Не столь велики октябрьские денечки, а потому солнышко уже укрылось за щетинистым кряжем «шеметовских» елей и какое-то мгновение продолжает светиться между островерхих макушек елового бора. Подступал вечер, все еще сияющий золотистыми облаками, поспешающими в таинственные сумерки…
Залюбовавшись картиной, царящей за окном, мы вспомнили о встрече и приготовились к молитве:
- Слава Отцу и Сыну… - начал Евтихий заливистым певучим голосом пономаря… После краткой молитвы в избе наступила такая тишина, что я услышал тикание ходиков и «шопоток-говорок» самовара.
Над темным силуэтом елового бора засветилась вечерняя зорька…
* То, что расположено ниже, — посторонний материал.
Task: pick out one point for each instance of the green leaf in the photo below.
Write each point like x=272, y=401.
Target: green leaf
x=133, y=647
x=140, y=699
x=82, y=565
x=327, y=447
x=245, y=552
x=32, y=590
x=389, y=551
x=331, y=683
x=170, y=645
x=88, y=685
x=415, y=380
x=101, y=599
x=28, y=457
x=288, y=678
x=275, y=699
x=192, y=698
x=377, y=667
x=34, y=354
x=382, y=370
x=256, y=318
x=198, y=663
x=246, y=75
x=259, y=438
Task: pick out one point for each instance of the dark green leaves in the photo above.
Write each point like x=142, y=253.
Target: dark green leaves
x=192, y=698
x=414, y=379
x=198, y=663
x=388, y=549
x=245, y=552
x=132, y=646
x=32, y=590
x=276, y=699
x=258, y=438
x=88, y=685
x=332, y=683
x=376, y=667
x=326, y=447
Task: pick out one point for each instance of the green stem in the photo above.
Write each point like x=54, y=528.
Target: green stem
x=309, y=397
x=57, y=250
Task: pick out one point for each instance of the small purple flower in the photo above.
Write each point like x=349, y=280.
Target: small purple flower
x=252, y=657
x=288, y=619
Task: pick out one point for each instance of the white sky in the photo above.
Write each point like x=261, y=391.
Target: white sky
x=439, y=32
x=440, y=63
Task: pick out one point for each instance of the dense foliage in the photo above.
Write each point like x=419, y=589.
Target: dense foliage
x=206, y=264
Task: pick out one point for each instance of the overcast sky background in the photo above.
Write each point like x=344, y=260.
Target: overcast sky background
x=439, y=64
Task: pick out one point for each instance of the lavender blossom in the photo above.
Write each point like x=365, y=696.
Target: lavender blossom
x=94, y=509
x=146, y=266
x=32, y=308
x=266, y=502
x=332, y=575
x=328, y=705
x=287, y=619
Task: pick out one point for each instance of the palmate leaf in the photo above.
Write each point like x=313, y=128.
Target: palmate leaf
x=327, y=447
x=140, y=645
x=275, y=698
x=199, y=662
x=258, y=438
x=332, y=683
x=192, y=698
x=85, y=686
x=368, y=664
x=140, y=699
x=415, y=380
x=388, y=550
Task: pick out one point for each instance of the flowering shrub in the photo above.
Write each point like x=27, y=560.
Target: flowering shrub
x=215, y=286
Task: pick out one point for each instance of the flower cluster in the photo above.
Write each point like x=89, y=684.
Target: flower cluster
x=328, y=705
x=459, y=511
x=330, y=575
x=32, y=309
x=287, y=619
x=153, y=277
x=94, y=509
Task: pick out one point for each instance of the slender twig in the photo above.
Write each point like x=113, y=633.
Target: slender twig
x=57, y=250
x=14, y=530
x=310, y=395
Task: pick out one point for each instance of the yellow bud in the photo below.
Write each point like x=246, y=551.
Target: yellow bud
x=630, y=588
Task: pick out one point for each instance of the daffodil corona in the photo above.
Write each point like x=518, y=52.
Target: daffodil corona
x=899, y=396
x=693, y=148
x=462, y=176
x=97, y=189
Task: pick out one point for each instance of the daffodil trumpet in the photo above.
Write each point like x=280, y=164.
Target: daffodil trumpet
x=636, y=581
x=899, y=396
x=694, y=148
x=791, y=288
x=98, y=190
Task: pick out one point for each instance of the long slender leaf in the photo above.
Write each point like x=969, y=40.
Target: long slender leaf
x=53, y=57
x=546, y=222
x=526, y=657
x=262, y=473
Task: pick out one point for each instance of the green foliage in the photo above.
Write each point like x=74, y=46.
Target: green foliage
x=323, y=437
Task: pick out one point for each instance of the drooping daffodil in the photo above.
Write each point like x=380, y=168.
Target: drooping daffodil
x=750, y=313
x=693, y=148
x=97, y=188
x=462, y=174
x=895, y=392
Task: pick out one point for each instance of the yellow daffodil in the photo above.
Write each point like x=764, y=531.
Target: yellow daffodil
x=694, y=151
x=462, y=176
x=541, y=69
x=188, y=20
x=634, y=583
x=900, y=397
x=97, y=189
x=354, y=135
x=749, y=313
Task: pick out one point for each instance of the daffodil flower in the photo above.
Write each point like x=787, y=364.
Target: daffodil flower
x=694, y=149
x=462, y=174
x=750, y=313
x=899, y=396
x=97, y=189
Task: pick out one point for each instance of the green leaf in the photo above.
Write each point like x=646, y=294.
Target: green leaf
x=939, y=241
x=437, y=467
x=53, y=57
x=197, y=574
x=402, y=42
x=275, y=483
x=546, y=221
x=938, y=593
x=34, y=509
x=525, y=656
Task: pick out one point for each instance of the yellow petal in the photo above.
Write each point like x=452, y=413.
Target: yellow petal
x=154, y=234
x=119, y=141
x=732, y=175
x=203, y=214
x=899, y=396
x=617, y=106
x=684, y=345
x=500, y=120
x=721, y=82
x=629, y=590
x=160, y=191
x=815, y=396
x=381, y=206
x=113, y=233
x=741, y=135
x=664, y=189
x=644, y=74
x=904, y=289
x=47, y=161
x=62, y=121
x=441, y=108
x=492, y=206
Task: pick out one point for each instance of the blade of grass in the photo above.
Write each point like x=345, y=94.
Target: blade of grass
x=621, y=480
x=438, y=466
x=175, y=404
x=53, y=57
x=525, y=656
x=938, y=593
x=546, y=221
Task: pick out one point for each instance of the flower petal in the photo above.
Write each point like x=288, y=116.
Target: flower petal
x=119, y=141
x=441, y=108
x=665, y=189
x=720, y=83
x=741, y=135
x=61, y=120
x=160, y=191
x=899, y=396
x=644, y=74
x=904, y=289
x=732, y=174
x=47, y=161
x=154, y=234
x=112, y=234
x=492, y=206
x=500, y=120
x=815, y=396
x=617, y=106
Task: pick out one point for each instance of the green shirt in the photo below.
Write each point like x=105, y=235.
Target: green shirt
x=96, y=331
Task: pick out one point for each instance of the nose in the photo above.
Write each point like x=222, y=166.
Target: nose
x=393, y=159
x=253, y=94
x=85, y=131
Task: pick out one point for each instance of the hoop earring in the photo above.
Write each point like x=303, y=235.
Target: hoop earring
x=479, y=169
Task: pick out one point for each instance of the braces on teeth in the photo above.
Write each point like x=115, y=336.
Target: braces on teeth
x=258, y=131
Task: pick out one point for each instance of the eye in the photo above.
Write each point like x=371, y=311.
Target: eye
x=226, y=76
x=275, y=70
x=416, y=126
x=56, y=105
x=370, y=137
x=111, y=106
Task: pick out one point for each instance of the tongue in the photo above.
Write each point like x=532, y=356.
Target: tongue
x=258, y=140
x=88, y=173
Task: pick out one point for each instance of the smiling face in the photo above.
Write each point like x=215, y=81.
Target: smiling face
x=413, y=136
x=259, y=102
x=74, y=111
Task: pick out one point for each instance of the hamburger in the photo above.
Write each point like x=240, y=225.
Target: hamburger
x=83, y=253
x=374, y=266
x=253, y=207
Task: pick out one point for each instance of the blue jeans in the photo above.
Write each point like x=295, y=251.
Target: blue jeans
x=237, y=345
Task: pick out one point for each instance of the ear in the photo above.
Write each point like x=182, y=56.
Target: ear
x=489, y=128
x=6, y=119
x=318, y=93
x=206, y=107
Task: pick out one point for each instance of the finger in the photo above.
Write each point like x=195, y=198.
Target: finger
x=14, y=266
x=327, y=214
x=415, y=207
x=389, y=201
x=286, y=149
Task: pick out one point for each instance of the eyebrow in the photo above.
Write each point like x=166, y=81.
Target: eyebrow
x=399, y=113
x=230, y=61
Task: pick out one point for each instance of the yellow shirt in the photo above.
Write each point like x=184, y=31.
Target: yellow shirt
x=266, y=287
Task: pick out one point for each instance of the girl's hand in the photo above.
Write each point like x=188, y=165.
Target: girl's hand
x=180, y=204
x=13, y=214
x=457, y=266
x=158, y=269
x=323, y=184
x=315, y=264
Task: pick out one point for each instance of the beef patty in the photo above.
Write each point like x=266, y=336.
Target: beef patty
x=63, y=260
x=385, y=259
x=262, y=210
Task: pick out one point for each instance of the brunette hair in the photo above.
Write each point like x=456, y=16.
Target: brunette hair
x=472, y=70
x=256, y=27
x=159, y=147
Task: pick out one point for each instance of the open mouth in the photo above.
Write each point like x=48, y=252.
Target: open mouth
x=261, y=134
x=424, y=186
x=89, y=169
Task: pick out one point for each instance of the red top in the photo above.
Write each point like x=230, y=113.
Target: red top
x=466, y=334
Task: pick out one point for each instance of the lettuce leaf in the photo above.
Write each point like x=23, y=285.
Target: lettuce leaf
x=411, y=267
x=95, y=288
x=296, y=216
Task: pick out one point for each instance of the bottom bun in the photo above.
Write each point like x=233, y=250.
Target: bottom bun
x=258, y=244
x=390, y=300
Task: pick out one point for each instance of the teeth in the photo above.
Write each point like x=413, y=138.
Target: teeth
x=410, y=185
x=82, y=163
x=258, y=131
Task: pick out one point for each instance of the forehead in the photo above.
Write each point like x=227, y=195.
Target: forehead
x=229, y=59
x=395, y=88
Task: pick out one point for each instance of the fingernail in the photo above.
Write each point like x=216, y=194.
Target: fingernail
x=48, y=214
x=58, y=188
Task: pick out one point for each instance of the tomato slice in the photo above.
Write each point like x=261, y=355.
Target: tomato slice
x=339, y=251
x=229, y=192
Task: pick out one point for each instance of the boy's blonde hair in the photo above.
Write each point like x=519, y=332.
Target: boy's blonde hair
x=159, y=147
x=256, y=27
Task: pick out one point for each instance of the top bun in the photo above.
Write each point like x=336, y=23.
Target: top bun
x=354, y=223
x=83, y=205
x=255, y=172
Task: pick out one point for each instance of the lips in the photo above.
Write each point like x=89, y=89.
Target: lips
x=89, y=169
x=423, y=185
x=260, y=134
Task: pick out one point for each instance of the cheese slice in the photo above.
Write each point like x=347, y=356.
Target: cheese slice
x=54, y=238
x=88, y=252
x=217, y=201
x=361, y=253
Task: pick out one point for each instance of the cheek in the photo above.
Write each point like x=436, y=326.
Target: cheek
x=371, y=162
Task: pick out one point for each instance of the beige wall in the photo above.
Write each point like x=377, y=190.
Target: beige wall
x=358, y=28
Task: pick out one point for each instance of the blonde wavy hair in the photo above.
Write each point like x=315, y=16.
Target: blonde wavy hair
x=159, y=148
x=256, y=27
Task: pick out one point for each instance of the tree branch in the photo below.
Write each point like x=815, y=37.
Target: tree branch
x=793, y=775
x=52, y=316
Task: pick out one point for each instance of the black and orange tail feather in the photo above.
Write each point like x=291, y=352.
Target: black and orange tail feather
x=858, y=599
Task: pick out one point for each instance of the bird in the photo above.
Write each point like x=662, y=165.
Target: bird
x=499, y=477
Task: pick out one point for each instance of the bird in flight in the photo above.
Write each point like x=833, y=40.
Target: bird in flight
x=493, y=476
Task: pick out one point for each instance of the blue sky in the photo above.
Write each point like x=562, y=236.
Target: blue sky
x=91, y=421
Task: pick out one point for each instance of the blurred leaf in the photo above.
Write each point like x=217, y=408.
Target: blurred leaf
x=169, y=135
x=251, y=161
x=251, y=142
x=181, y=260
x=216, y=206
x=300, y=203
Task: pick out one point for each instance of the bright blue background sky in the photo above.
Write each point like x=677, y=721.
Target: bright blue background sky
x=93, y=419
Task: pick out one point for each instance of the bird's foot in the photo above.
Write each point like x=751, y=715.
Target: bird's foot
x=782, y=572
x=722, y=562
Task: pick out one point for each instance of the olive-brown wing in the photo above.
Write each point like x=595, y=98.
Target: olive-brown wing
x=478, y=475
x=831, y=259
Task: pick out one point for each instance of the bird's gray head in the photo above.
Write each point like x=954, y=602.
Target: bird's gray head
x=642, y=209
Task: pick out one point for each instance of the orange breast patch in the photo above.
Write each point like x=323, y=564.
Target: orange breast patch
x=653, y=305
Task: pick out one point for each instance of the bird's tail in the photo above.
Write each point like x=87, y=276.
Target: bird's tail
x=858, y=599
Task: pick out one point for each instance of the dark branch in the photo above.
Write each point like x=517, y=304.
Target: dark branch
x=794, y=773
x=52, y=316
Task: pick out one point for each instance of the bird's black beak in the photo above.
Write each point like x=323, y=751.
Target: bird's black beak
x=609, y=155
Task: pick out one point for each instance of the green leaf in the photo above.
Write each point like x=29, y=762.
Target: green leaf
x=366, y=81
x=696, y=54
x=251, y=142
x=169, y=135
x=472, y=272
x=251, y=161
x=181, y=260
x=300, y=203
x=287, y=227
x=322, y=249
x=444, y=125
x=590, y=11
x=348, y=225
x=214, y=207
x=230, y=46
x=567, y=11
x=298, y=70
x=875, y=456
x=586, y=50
Мы сели за стол… Увидев «домашнюю» наливочку, Евтихий поднялся с табурета и, мигом выскочив в сенцы, вернулся оттуда с блюдом, на котором лежали соленые огурчики и горка квашеной капусты, украшенная подмороженной сочной «клюквицей».Отодвинув железную заслонку, он взял в руки ухват и вытащил из печи чугун, в котором бурлила отваренная картошка. – Какой русский не любит быстрой езды, - весело произнес хозяин и предложил наполнить граненые стопочки.
- Между первой и второй промежуток небольшой, - вновь провозгласил Евтихий и, по мере вкушения отварной картошечки в мундире, мы разговорились…
Евтихий – одинокий говорун, если затеет о чем-либо разговор, то это надолго. «Глаголит» он обычно с жаром и убеждением, и его не остановить. Утомившись от велеречия хозяина, я молвлю:
- Слушай, друг, ты мой любезный, хватит! Ты лучше посмотри в оконце на вечернюю зорьку! Взгляни, родный, как «горит» в эту минуту небушко, как зафиолетовались облака, как набегает ноченька…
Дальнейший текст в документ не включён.